Anyone ever fish spinners behind a float? Read about this and it intrigues me.


----------



## jiggerjohn (Sep 25, 2007)

I've worked extensively with a water bubble float, using small jigs, shiny ice jigs, and spinners at times -very deadly for trout,panfish, and bass. However I'm just back from a week at the Outer Banks ,NC and found a new (to me) float method that was terrific, and may be even much better than freshwater tactics. This was the "popping Cork" ,a styro bobber with a wire shaft that had noisy ,clanging beads on it, supposedly to create a "shrimp sound" and fish calling vibrations.The best bobber of this type (which literally saved my trip!) was the FP3 (fishngwithpettys.com) which was very loud and called in bluefish,speckled trout, black sea bass, and white perch. I also experimented with this float rig in freshwater to easily trick crappies, bluegill, etc..


----------



## stonen12 (May 13, 2019)

I also use a bubble float to throw smaller jigs/ spinners and flies. Always do well with it.


----------



## twistedcatfish1971 (Jul 21, 2013)

Actually tried this method today out at Eastlake for a few casts...water had a current to it and when I would bring spoon back to shore I would hold it there in water and it would flutter like...put bobber on and tied a Joe's fly spinner...and it was working...but I didn't commit to it...but will next time out...maybe tip the fly with a single maggot next time...

Don.


----------



## 1MoreKast (Mar 15, 2008)

West Coasters use this method a lot actually. Cleardrift makes stinger blades.


----------



## Farmhand (Jul 11, 2011)

Used to do that a lot growing up for white bass in the Mississippi under the lock and dam. Mainly because I could only afford a couple lures and didn’t want to chance loosing one. Always worked well


----------



## 1MoreKast (Mar 15, 2008)

twistedcatfish1971 said:


> Actually tried this method today out at Eastlake for a few casts...water had a current to it and when I would bring spoon back to shore I would hold it there in water and it would flutter like...put bobber on and tied a Joe's fly spinner...and it was working...but I didn't commit to it...but will next time out...maybe tip the fly with a single maggot next time...
> 
> Don.


Yep! Just got to trot that bobber slowly through the seam and let the current do most of the work on the spinner. Key is to make sure your float is traveling down stream slower than the current so the drag makes your spoon/spinner flutter and spin.

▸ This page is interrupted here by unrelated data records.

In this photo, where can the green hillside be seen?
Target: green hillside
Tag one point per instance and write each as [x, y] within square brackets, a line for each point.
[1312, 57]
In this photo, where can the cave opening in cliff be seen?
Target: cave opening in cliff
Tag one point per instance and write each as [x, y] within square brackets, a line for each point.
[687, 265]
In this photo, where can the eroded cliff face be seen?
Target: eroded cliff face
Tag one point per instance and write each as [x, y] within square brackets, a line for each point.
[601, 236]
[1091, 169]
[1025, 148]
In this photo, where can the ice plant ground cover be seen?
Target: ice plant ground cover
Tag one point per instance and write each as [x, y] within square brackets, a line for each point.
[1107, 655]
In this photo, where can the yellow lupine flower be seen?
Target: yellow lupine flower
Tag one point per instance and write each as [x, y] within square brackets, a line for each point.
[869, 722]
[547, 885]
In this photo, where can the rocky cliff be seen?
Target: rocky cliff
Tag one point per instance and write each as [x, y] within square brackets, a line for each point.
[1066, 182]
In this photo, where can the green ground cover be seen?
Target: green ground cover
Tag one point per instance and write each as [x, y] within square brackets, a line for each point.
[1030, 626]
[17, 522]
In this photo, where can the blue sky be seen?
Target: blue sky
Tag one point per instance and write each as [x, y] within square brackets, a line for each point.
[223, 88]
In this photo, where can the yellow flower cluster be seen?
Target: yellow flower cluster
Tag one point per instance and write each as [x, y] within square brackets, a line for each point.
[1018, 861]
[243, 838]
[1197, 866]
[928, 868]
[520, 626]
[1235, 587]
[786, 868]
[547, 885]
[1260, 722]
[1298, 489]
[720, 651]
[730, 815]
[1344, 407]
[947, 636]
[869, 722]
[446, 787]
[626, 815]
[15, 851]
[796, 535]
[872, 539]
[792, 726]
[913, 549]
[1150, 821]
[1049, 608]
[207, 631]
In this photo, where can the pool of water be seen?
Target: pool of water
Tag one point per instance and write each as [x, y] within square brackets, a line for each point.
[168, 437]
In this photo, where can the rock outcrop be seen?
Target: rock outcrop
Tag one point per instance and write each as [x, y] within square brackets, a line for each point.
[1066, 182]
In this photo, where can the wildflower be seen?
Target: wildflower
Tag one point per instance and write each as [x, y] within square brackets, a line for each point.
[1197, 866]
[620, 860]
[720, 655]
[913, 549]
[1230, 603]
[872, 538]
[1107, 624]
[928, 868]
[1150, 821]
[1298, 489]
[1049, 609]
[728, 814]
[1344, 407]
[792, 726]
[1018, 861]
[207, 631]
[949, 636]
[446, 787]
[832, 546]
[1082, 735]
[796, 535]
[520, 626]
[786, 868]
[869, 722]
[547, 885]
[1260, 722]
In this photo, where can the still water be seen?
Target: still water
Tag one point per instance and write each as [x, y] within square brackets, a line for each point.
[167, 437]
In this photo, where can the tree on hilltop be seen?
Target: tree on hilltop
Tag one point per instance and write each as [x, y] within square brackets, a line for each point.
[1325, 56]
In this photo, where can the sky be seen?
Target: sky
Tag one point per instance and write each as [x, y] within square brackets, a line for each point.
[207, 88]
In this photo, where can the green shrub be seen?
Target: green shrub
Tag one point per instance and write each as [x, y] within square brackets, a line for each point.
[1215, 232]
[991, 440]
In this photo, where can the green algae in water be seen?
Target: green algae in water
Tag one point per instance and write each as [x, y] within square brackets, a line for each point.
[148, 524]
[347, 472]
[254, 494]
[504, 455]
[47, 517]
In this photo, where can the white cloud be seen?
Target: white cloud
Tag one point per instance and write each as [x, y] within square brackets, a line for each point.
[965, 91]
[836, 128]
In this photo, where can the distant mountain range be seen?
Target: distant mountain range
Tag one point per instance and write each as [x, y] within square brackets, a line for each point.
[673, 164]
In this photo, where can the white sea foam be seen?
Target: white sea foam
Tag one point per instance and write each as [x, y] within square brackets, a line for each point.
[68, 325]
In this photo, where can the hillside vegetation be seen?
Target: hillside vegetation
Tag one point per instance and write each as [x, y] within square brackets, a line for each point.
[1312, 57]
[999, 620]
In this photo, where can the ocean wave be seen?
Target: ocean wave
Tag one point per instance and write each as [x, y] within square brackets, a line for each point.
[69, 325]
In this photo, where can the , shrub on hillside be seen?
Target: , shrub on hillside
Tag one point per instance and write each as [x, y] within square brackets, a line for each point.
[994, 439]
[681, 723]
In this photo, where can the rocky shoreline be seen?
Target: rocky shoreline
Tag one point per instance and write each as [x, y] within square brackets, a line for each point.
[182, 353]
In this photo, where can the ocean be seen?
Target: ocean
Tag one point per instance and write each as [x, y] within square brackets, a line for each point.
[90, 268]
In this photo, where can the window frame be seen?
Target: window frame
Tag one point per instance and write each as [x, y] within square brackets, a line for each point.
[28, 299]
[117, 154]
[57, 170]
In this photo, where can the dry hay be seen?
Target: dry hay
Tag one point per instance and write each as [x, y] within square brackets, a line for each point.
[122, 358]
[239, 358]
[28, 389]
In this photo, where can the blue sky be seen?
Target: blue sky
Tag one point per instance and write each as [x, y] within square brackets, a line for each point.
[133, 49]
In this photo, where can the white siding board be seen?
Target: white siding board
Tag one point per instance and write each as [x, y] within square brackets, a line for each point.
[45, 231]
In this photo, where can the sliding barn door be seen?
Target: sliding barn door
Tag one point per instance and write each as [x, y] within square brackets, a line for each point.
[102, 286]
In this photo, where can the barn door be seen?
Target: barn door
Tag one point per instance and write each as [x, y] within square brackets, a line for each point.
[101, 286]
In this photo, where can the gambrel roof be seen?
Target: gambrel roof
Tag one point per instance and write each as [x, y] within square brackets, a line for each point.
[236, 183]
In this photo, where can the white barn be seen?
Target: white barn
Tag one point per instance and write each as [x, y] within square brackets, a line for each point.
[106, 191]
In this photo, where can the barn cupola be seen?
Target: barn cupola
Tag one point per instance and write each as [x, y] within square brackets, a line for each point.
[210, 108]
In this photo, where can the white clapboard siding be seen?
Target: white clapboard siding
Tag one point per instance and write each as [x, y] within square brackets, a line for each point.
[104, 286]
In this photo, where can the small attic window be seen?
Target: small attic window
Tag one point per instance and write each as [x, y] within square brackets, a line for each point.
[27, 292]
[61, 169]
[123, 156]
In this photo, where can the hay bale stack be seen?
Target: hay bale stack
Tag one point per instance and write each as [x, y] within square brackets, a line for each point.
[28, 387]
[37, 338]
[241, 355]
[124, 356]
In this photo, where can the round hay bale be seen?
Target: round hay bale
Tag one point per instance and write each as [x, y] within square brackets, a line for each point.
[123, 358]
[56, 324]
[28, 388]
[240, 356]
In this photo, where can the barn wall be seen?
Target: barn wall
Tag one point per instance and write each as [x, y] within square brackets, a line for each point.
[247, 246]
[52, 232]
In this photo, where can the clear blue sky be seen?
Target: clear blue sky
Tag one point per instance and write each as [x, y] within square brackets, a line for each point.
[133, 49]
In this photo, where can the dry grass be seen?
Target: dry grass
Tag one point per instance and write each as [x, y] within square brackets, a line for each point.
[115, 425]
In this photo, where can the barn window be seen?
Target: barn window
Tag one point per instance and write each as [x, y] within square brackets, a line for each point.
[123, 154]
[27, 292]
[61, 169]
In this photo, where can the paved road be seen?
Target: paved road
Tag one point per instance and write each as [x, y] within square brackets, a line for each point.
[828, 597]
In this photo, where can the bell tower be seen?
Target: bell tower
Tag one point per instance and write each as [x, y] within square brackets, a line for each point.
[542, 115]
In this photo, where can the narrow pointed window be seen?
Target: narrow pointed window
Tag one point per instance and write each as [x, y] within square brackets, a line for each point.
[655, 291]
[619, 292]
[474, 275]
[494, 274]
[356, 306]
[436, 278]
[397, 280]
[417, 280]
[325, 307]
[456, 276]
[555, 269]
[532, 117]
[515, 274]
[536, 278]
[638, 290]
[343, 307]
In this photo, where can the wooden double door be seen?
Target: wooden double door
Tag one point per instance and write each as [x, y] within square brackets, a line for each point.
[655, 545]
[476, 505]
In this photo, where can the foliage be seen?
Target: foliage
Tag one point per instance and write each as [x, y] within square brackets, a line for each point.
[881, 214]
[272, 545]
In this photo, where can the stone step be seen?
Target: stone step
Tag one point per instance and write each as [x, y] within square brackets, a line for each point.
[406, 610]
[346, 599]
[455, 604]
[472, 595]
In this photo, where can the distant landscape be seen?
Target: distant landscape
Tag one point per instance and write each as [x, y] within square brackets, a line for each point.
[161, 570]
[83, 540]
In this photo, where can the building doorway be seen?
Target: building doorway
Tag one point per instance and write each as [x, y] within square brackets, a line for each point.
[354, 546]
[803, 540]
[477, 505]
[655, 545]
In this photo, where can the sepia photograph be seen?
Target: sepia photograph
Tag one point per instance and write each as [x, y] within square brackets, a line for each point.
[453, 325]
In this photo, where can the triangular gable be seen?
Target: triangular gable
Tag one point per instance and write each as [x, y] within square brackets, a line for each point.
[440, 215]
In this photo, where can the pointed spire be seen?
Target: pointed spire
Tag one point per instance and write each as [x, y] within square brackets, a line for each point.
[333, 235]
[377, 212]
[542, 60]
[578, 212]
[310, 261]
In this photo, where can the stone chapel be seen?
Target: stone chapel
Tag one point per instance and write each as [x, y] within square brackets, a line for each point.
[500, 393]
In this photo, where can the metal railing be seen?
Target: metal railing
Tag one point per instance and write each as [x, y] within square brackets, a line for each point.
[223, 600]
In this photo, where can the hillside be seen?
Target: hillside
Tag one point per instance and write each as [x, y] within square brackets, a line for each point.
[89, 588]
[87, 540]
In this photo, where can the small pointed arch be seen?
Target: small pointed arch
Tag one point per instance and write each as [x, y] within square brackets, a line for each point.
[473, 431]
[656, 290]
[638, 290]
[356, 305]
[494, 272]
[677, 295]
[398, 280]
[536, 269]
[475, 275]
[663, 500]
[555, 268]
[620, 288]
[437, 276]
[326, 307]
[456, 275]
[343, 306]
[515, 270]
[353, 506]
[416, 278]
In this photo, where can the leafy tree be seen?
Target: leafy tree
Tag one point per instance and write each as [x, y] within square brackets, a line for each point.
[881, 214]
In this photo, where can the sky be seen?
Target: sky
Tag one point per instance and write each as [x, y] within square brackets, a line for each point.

I've tried it a couple times but couldn't commit. Pretty cool concept.


----------



## KTkiff (Jul 30, 2004)

I think part of the fun of using a spinner is feeling the hit which you wouldn’t have with this method.


----------



## monte39 (Nov 24, 2011)

jiggerjohn said:


> I've worked extensively with a water bubble float, using small jigs, shiny ice jigs, and spinners at times -very deadly for trout,panfish, and bass. However I'm just back from a week at the Outer Banks ,NC and found a new (to me) float method that was terrific, and may be even much better than freshwater tactics. This was the "popping Cork" ,a styro bobber with a wire shaft that had noisy ,clanging beads on it, supposedly to create a "shrimp sound" and fish calling vibrations.The best bobber of this type (which literally saved my trip!) was the FP3 (fishngwithpettys.com) which was very loud and called in bluefish,speckled trout, black sea bass, and white perch. I also experimented with this float rig in freshwater to easily trick crappies, bluegill, etc..


Sounds like a agitator used them for white bass on erie back in the 80s had two jigs in back of the float. Rip it on top and get doubles consistently. Good old days.


----------



## crestliner TS (Jun 8, 2012)

monte39 said:


> Sounds like a agitator used them for white bass on erie back in the 80s had two jigs in back of the float. Rip it on top and get doubles consistently. Good old days.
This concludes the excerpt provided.